I as well had very high CD57 in the 500 range (and we ran the test twice) with CDC Positive on my West Blot IgM.

A.T. Sharp: said...

Interesting.....I was early disseminated. Blood drawn 2 months after exposure to ticks. mine came back at 119. Low, I'd say. But my WB tests were negative, mostly. Had a 'weak positive'. We all know it was there.

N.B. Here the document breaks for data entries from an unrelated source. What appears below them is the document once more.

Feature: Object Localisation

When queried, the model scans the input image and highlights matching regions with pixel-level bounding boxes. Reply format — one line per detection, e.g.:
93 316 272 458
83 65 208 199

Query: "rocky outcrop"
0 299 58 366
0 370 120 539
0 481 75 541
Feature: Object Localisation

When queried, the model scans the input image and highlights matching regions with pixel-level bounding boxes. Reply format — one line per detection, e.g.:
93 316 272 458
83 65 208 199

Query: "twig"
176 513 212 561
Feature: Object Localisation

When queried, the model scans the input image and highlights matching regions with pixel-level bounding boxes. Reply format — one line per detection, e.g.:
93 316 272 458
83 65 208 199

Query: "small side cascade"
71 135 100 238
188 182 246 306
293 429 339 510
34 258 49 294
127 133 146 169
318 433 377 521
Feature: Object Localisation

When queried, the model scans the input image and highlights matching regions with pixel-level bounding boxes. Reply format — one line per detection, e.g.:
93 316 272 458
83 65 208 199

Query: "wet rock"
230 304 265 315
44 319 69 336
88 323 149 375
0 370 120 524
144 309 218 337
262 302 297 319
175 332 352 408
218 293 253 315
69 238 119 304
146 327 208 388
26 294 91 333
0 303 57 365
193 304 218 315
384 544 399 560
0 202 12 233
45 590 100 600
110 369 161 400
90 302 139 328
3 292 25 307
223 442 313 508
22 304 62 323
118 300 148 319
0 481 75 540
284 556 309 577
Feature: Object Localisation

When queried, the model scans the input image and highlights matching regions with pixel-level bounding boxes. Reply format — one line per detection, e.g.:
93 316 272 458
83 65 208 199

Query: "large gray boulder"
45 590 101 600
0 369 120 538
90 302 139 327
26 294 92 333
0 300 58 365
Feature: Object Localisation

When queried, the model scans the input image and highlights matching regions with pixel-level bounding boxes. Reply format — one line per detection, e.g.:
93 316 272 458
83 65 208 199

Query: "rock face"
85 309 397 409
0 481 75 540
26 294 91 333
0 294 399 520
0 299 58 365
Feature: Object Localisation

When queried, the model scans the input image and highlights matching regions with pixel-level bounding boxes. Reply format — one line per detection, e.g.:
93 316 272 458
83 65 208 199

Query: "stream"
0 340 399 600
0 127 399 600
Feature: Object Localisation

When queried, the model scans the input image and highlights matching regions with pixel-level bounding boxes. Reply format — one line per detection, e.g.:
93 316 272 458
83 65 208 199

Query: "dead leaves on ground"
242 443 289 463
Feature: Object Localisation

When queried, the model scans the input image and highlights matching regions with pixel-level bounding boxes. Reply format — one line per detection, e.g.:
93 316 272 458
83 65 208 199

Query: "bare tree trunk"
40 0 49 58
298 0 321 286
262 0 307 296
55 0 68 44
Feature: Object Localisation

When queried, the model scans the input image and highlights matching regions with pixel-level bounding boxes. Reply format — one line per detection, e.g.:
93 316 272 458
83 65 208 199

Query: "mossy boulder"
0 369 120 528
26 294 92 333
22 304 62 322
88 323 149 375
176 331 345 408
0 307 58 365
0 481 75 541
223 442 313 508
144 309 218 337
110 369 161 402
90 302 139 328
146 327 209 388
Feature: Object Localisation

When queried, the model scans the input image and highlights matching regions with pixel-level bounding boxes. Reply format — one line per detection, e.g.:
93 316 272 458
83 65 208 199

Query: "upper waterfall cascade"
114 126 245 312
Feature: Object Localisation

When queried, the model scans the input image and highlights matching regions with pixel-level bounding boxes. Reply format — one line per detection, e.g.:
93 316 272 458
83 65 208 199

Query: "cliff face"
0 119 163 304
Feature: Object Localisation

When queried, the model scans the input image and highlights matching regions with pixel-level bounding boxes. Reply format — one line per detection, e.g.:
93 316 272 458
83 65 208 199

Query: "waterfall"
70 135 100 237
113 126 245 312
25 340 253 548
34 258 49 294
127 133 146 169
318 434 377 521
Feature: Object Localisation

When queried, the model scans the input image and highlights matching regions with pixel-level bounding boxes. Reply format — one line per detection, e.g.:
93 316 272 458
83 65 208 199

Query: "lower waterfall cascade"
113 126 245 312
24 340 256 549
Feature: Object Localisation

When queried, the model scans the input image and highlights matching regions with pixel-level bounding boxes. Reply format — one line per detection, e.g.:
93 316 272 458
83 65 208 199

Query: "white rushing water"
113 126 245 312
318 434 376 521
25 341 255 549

Currently waiting on results of new CD57, 1 year after stopping treatment.

PattyLA said...

I was dxed with Lyme a year ago and got my CD57 run for the first time in August. It was 38. I got it run again this month and it is 28. I assume this means my body is doing worse dealing with the Lyme (and my symptoms would agree with that). Is it possible that the test is useful for me to keep track of how I am doing and just isn't useful for everyone. My children both have Lyme but they are young enough that understanding what symptoms they are having can be difficult. We have been treating lyme in them for a year. Would normal results give hope that the Lyme is defeated? Or could results be normal with active Lyme infection.

Martha said...

I found this very helpful. Is it o.k. if I create a link from my site to this post?

Laura Lake said...

I was just told by a hollistic MD that I have Lyme because my CD57 is 47. I was diagnosed with an autoimmune disease 8 months ago and am left with residual nerve issues and joint pain. This doctor is convinced it is Lyme.

julie s. said...

My daughter was diagnosed with Autoimmune Hepatitis 2 yrs ago and is not responding to treatment. Liver enzymes are still high..so we had a CD57 test done (with a different doc..not liver doc) and she came in a an 8. My question is this (haven't gong over results with doc yet)...could the immune suppressing drug she is on (for the AIH) cause the low CD57 count? Or could this be a marker for potential lyme? We were in and out of PCP office several times the fall of 2013 with "something"..she had joint pain that moved around (knees, elbows, hands), headaches, fatigue. They said maybe "mono". In January of 2014 went to ER with swollen knees. Her liver enyzmes were high and they admitted her. I told them we camp a lot and are outside everyday and that she did have a tick on her. They ran the typical Lyme test and I believe came back neg. However, now that she is not responding to the traditional protocol for AIH..I am questioning the diagnosis. She is seeing the doc who ran the CD57 this week..but I was shocked at how low!